Months of this work lead to more therapies: Sensory work at home with me trying to replicate the OT’s skills, E’s brain expanding and healing with every spin, swing, roll. “Therapeutic Listening” sessions two times a day for thirty minutes each. Brushing and joint compressions (also known as the “Wilbarger Protocol”) five times a day. Cranial Sacral therapy with a practitioner who brought the walls around E’s heart crashing down in one amazing week. “Neuro-Reorganizaton”, a movement based therapy, which has had us crawling and creeping for a total of three hundred and sixty five hours and still counting. Reading work with the Orton Gillingham teacher at school and with Daddy in bed each night.
Along the way our parenting styles were tested and tweaked more than we ever thought possible at this later stage in life. “Therapeutic Parenting” and “Floortime” crept into our parental toolbox. “Developmental Trauma” and “Attachment Disorder” became topics I could lecture about in my sleep (and bore my friends with during the day). Books on child development, SPD and neuro-science stacked up on my night table.
Now years out from our darkest hours we have all been through a lot: this wonderful child from God, our marriage, our family. And we are so much better for it, E most definitely, the rest of us less than we might like to admit. But while I can see this as plain as day, a few weeks ago I hit a wall in the world of therapy.
We had just completed five days of intensive work on brain integration in hopes of ridding E of her lingering expressive speech issues and spurring her sluggish reading forward. And while we did have some further results I found myself disheartened when she didn’t turn and pick up a chapter book and read aloud as if she had been waiting to do that one thing for the last two years.
“Enough!” I found my therapeutic heart screaming. Enough creeping, enough crawling, enough swinging and jumping. Enough reading and researching. Enough wondering, “what next, what would heal this one last neurological glitch?” Enough praying.
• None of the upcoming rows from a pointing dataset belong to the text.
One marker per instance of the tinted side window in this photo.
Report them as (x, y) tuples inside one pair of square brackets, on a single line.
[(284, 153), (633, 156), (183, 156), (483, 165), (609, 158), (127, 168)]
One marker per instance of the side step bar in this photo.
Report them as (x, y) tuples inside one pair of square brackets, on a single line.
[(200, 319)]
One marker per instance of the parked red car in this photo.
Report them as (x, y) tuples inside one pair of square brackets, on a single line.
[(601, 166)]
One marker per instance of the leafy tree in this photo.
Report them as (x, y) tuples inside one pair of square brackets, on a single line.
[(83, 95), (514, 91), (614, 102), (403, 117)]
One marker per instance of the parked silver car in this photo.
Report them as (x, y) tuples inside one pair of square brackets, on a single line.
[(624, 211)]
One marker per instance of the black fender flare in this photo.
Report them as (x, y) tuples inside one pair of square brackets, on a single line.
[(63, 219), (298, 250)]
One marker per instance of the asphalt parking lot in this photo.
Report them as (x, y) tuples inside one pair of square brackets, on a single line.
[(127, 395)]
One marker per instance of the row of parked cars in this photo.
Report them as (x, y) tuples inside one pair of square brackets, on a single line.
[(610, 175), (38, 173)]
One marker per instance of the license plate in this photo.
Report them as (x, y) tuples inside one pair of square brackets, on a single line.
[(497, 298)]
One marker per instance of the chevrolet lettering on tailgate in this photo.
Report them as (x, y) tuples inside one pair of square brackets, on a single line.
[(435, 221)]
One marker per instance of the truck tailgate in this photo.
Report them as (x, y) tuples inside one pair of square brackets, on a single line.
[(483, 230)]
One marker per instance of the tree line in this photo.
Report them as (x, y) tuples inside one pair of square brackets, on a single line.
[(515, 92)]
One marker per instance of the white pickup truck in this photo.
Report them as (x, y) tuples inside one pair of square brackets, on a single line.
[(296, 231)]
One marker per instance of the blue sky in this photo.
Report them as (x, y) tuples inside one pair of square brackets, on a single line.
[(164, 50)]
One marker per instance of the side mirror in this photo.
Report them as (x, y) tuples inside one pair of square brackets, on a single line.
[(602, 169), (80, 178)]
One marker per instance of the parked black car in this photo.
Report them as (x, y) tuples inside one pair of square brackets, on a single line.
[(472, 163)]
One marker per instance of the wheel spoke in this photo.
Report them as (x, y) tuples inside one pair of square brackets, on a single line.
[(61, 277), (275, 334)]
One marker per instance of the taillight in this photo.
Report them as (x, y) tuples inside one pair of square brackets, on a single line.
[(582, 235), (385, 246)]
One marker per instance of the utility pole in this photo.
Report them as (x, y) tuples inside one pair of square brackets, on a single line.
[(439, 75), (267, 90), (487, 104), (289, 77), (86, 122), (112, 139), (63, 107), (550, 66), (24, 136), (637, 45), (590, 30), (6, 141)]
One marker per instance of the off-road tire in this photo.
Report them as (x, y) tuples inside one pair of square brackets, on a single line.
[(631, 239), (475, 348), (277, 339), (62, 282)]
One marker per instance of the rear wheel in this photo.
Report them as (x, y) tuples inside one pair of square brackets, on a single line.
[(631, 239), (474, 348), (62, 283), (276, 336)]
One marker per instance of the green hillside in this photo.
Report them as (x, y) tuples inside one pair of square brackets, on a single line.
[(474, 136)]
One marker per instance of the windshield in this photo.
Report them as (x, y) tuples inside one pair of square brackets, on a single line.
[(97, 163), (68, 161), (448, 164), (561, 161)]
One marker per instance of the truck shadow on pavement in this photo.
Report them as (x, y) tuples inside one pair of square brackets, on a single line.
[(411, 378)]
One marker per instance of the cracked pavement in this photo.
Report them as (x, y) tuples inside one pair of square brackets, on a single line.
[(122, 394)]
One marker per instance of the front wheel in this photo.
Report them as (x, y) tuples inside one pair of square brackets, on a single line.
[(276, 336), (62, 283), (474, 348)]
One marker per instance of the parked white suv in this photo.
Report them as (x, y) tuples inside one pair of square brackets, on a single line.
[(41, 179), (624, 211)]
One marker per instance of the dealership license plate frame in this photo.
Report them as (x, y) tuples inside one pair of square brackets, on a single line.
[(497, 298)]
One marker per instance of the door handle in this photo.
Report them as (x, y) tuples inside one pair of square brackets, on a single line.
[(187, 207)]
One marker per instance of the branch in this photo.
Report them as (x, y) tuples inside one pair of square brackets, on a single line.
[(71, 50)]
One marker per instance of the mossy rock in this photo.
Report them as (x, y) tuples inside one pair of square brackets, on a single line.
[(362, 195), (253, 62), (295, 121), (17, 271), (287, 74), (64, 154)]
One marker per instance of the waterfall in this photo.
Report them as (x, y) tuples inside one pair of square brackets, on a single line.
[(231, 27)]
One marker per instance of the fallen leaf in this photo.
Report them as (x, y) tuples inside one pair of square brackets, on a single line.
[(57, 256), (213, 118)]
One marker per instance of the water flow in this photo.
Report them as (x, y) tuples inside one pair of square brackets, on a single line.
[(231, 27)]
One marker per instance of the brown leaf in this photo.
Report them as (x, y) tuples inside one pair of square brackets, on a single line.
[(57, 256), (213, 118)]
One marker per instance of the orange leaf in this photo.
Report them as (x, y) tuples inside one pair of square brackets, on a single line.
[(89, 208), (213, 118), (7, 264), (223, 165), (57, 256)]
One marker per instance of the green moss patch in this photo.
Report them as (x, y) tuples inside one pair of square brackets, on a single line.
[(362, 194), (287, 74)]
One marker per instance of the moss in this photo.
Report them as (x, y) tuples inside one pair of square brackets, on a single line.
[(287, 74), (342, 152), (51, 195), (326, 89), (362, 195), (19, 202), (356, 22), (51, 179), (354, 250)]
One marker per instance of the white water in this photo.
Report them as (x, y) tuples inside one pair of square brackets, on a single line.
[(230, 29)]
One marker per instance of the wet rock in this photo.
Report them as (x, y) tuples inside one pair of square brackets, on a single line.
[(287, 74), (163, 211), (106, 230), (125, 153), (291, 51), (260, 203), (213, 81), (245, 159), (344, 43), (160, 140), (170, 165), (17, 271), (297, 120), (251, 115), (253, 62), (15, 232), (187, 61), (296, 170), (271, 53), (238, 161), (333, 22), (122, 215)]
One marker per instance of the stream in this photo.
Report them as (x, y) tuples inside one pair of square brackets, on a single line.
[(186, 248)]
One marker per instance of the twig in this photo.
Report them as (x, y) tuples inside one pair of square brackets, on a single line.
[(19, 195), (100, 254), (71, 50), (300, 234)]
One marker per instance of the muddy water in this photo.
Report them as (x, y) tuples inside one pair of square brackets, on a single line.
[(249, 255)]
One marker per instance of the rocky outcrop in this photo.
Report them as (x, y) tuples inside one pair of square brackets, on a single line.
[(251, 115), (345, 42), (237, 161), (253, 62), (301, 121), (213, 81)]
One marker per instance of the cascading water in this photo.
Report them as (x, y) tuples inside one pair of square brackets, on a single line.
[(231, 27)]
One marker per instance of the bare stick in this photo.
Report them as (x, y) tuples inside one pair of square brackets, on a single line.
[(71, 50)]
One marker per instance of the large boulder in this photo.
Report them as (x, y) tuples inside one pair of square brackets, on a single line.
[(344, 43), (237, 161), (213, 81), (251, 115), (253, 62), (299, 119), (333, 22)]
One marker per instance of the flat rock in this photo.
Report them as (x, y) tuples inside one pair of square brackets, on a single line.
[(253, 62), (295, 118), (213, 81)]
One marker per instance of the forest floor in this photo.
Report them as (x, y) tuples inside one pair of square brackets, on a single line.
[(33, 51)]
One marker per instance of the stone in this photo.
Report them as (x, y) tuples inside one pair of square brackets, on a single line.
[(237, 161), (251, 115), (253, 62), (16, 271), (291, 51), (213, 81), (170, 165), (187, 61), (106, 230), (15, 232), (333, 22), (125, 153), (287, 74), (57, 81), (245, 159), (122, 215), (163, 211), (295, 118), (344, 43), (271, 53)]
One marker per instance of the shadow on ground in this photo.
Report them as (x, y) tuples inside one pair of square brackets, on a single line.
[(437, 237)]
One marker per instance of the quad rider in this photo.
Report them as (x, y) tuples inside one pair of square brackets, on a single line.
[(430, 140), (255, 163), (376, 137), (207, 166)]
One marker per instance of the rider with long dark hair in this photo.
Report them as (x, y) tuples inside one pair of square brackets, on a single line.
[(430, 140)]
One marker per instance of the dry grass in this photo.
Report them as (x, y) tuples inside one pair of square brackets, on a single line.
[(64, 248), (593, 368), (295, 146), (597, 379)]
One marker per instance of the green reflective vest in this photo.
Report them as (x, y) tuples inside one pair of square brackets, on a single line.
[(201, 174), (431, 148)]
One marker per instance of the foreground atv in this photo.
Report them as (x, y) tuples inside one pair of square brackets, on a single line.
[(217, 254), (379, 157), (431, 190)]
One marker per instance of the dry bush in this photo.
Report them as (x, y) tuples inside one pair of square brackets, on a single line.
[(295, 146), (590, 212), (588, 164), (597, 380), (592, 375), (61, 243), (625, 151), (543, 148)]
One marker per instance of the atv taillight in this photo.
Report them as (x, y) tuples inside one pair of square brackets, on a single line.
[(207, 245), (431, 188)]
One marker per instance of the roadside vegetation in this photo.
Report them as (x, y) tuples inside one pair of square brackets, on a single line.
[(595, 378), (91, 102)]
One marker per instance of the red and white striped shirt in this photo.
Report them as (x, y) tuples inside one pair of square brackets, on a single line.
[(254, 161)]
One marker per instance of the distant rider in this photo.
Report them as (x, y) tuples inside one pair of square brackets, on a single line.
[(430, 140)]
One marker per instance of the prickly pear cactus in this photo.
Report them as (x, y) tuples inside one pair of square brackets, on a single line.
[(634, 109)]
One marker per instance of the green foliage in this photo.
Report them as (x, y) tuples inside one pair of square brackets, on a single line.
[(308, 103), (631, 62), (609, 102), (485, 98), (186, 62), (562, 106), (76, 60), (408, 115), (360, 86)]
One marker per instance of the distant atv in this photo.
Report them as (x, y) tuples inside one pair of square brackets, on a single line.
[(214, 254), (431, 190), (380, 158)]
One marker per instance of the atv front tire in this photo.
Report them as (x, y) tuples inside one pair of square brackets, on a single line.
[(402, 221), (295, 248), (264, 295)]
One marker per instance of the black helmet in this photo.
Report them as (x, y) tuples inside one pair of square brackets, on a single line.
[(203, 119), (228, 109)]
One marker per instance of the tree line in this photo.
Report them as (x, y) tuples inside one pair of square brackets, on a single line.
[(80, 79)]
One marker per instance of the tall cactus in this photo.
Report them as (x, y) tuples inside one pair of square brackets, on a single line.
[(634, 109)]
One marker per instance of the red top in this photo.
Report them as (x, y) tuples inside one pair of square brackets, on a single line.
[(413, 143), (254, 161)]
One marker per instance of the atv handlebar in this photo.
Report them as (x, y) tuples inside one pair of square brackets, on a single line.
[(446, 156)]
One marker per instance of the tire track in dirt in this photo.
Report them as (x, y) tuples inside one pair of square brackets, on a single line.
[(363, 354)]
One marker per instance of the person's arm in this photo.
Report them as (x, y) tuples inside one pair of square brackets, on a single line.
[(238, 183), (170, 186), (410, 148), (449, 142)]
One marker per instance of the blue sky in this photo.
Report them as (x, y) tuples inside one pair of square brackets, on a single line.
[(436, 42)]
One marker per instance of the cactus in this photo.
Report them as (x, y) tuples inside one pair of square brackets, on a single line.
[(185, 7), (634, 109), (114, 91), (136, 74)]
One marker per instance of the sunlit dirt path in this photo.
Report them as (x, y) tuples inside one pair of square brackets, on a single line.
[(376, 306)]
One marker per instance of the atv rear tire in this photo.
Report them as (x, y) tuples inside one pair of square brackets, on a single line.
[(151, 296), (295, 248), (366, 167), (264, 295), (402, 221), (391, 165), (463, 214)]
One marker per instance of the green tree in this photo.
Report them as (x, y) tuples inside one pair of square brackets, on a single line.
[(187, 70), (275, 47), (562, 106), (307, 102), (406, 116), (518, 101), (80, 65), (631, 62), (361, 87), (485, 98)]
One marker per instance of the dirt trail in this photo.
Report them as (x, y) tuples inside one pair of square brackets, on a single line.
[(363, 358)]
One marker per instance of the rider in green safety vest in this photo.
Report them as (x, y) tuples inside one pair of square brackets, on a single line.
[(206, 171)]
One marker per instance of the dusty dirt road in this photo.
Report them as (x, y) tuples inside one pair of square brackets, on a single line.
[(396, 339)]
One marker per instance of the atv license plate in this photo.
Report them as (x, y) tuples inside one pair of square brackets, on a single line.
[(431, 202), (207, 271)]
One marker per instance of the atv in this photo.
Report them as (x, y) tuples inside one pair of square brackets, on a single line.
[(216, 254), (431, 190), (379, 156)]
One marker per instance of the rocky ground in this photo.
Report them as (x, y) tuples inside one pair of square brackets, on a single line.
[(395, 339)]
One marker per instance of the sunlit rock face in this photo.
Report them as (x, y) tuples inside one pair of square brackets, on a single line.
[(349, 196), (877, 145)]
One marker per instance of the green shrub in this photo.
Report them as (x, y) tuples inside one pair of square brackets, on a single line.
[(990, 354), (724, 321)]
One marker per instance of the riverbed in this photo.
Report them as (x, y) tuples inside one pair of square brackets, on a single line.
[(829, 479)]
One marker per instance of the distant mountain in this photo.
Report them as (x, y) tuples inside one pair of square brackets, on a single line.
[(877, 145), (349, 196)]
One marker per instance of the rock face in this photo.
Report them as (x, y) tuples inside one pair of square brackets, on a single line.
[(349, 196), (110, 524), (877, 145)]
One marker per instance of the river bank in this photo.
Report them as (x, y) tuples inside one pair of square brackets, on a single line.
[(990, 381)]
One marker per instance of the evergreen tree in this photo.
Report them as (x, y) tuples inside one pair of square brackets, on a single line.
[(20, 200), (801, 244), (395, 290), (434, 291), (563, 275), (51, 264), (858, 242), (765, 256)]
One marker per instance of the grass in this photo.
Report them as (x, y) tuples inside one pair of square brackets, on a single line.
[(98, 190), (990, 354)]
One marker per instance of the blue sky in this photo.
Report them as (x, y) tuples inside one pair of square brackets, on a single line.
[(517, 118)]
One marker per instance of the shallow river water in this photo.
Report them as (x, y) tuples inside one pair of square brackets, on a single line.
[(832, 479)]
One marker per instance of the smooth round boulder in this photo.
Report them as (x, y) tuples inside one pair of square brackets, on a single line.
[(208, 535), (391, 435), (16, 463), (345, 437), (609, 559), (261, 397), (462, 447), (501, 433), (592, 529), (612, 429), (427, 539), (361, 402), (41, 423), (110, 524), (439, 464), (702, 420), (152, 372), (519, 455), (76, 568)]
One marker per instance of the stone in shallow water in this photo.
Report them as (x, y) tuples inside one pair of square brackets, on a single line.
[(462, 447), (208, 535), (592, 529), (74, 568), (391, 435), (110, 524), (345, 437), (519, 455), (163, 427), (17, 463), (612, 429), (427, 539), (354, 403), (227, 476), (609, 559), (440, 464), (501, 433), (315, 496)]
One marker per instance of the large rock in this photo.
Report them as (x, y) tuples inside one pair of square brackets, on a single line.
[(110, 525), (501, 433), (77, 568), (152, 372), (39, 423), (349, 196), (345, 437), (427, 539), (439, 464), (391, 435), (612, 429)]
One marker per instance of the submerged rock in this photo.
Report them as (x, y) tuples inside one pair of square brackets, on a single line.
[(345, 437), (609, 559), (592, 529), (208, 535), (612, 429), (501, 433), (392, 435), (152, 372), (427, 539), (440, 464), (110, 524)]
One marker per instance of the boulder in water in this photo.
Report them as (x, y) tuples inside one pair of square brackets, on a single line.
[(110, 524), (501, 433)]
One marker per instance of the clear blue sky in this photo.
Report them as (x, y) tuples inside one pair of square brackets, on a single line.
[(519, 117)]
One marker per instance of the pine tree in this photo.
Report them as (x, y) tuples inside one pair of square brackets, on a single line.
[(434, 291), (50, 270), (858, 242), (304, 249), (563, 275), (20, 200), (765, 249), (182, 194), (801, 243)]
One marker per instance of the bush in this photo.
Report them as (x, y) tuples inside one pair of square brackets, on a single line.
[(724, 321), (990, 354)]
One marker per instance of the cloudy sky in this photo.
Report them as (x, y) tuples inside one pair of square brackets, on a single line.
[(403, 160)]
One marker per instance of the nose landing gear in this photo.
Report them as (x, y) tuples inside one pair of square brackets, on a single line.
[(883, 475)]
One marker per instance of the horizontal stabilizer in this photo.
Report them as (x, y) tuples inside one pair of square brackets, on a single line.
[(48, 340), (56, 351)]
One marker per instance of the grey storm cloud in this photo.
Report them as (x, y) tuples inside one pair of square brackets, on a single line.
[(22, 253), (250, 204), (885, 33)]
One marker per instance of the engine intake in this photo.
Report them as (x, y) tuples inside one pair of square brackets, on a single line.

“We have come so far but I am so done! At what point do we step back and say ‘enough is enough, look at what we have accomplished?’ And what of E, who now pretty compliantly (given the circumstances) puts up with our work? When does she get to just be a normal kid, who walks to music and books on tape, rather than creeping across the floor on hands and knees to them?” I found myself wondering aloud all these to my other dear been-there-done-that mommy friends.
“Perhaps therapy is so much harder now because our children are so much better? Because their behaviors which woke us before the morning light and were only put to bed when we, exhausted, put them to bed, are mere nanoseconds in our days now? Because we can see the light at the end of the tunnel and it is a few car lengths away?” mused one wise mom.
She was right I realized. When I lived day in and day out with a child who could not just “be”; who drove all of us to distraction with her deep dysregulation; who could be triggered at who-on-earth-knew-what; who fell asleep midsentence and woke at 5:15 moaning to ride her bike (despite the darkness and cold); who couldn’t remember the name of her friends, her favorite objects, or the words to a beloved song; who couldn’t organize her motor planning enough to sit down and do a craft and would rather watch TV upside down thank you very much, it had been easy to climb into my therapy car and hit the gas.
But now that I spend my days with a responsible, bright, compassionate and in-love-with-us child my car is running out of gas. And from the looks of the light ahead, perhaps that is okay. Now if I can just limp to the service station just outside the tunnel we can fill up and we can get back on life’s road.